Was that even a real rank? Guess he'd know. Whatever.
Gallant flinched despite the warning, hands rising. Argent's eyes snapped to him a bare instant before her hands snapped to her rifle, but she didn't point it. He noticed a moment later and hastily let them fall. Her own hands followed, but she didn't otherwise look any more relaxed.
What was that about? Oh, right, Thinker/Blaster. Well, I'm no empath, but -- the 'suspicion' bar shot up on my overlay as he belatedly relayed his observations instead of reacting to them -- I kind of doubted that was an aggression response. I raised my eyebrows as the bar kept on going up. Really? There wasn't a hint of all that on her face, though she didn't exactly look trusting either. Well, the system was pretty slapdash. Maybe they hadn't calibrated it. Or I was looking at a skilled actor and a genuine Grade-A paranoiac, as if I don't already get enough of that. Yeah, why lie to myself? It was that one.
The others filed in behind her. My eyes glided right over the grunt to the teenager in a purple catsuit. That was -- I glanced over the file -- Tattletale. Thinker 7-- 7? And not restricted to combat, either. She ran with a crew of small-time thieves? Why? She wasn't even in charge! Not for the money, that's for sure. Well, with a little patience I might discover the answer soon enough.
She gave the room a brief appraisal of her own, before focusing in on Director Piggot.
"Well, what is it? Believe me, you want to just get this out into the open. Argent hates surprises."
Argent grimaced a bit at that, but she didn't object.
"... What are you talking about?"
"Whatever you've been setting up for the last twenty minutes."
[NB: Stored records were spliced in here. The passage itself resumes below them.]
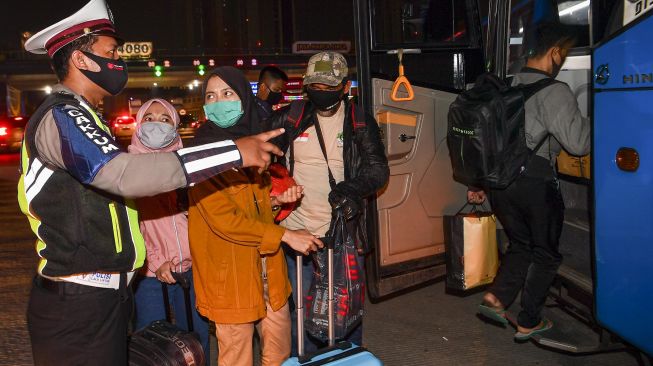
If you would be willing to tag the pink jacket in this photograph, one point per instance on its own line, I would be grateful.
(163, 224)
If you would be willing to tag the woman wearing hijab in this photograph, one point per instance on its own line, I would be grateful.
(164, 225)
(240, 271)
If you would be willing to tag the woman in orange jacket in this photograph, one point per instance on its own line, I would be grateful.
(240, 273)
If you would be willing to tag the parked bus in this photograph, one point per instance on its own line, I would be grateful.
(607, 240)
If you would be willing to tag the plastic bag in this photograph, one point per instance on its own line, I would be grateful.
(348, 287)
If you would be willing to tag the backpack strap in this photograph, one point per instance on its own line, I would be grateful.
(296, 112)
(294, 118)
(531, 89)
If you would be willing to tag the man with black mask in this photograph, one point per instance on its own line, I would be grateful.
(76, 187)
(271, 84)
(531, 208)
(353, 155)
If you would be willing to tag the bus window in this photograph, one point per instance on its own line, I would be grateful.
(524, 14)
(420, 23)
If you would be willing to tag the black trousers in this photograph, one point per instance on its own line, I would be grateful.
(74, 325)
(531, 211)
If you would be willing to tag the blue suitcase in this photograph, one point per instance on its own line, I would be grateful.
(341, 353)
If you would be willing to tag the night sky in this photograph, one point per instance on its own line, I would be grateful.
(164, 21)
(135, 20)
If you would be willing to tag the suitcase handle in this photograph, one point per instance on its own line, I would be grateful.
(344, 345)
(329, 243)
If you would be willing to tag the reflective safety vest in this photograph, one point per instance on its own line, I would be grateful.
(79, 229)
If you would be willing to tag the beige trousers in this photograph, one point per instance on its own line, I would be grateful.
(235, 340)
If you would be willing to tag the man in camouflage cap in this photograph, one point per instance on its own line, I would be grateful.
(328, 68)
(348, 134)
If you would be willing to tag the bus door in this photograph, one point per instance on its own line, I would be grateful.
(623, 178)
(441, 45)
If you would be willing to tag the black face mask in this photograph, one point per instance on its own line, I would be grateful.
(112, 76)
(274, 97)
(324, 100)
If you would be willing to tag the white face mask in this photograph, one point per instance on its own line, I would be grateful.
(156, 135)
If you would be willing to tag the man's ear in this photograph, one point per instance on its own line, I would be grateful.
(260, 91)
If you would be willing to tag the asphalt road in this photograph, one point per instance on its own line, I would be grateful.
(423, 327)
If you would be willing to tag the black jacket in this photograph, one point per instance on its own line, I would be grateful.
(366, 165)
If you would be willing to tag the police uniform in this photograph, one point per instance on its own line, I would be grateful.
(75, 188)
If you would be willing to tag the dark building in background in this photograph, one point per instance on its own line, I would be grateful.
(211, 26)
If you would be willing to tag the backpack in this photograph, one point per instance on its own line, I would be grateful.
(486, 132)
(295, 115)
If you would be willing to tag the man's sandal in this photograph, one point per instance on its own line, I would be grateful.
(497, 315)
(545, 325)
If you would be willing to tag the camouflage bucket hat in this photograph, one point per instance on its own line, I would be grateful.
(326, 68)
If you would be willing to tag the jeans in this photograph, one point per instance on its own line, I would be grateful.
(532, 213)
(310, 344)
(79, 329)
(150, 307)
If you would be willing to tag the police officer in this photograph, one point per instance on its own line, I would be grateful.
(75, 188)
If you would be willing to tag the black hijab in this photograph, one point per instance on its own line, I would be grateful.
(248, 124)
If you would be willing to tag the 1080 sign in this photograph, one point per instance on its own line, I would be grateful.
(135, 50)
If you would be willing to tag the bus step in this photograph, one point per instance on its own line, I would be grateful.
(569, 334)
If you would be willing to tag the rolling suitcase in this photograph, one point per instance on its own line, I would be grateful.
(341, 353)
(164, 344)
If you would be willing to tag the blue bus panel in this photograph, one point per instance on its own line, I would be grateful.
(623, 226)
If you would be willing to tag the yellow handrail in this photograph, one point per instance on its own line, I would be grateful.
(401, 80)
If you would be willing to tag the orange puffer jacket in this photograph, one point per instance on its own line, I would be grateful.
(231, 229)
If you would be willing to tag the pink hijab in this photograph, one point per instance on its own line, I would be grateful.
(136, 144)
(164, 227)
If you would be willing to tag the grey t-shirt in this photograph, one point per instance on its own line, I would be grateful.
(127, 175)
(554, 110)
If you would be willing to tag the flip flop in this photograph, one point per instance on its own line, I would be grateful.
(497, 315)
(546, 325)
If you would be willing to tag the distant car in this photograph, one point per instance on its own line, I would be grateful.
(123, 126)
(12, 130)
(187, 125)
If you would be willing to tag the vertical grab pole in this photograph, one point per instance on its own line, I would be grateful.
(300, 305)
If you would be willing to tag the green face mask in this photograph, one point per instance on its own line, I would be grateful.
(224, 114)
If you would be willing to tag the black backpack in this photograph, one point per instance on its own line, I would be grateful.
(486, 132)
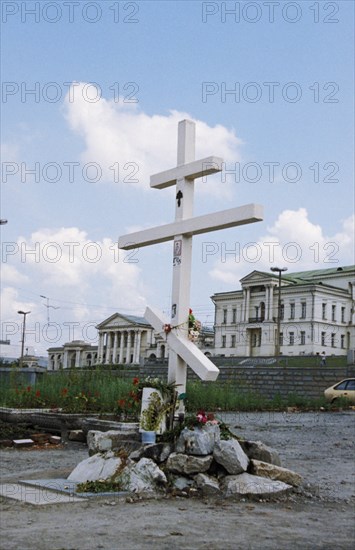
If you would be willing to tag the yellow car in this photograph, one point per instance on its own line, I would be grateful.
(345, 388)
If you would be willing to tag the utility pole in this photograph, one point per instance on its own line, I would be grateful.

The director shot her a flat look.
"I'm a busy woman and you didn't make an appointment. You can't expect me to just drop everything for you."
"You had more important things to worry about? Than the S-Class in your city? No one's buying that."
She paused to let Piggot explain. She didn't. She sighed and squinted at her, shaking her head after a moment.
"It's nothing."-- Argent's 'suspicion' bar dropped while 'relief' rose --"They didn't believe us. They were just arranging for an outside Thinker to listen in." The bars snapped right back. Yep, definite paranoiac.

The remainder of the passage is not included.